Mr. Burrows served 45 years with the company and worked in its Advanced Manufacturing Lab. He retired from Martin Marietta in 1984.

During World War II, he was assigned to a Martin aircraft plant in Omaha, Neb. He worked on the Enola Gay, the B-29 bomber that dropped the first atomic bomb on Hiroshima, Japan, in 1945.

His son said Mr. Burrows led a team that tested the plane's bomb-carrier assembly but was unaware that it would be used for an atomic device.

At one point, he almost lost his life when a window exploded out of a B-29 during a pressure test. His son said the thick glass missed him by inches.

In 1954, Mr. Burrows received a patent for the Martin hard coating process, a nonmetallic oxide-resistant coating applied to aluminum that provides corrosion resistance. The coating is used on Analon cookware. He held 12 patents but received a token $1 in compensation because the research work had been conducted at the aircraft firm.

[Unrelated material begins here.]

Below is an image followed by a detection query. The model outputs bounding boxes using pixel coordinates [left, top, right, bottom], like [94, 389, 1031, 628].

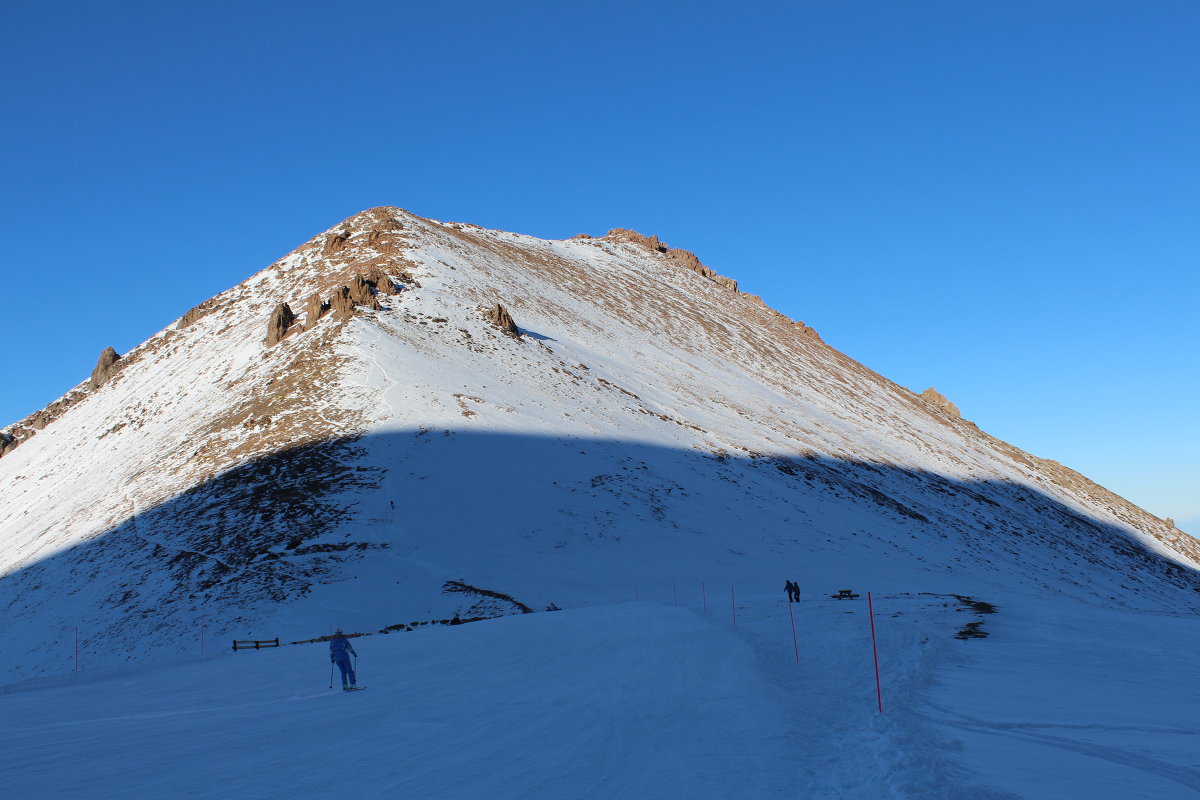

In the late 1950s, Mr. Burrows set up a business, Metal Finishers Inc., on Franklintown Road. He employed nearly 50 persons before closing and returning to the Martin Co. He later started B&B Services, a metals joining and consulting service, with a partner, Bernie Bandelin.

Mr. Burrows flew his own airplane, a 1940s Ercoupe, across the country. He told family and friends stories about landing in cornfields, leaking fuel tanks, and flying without instrumentation.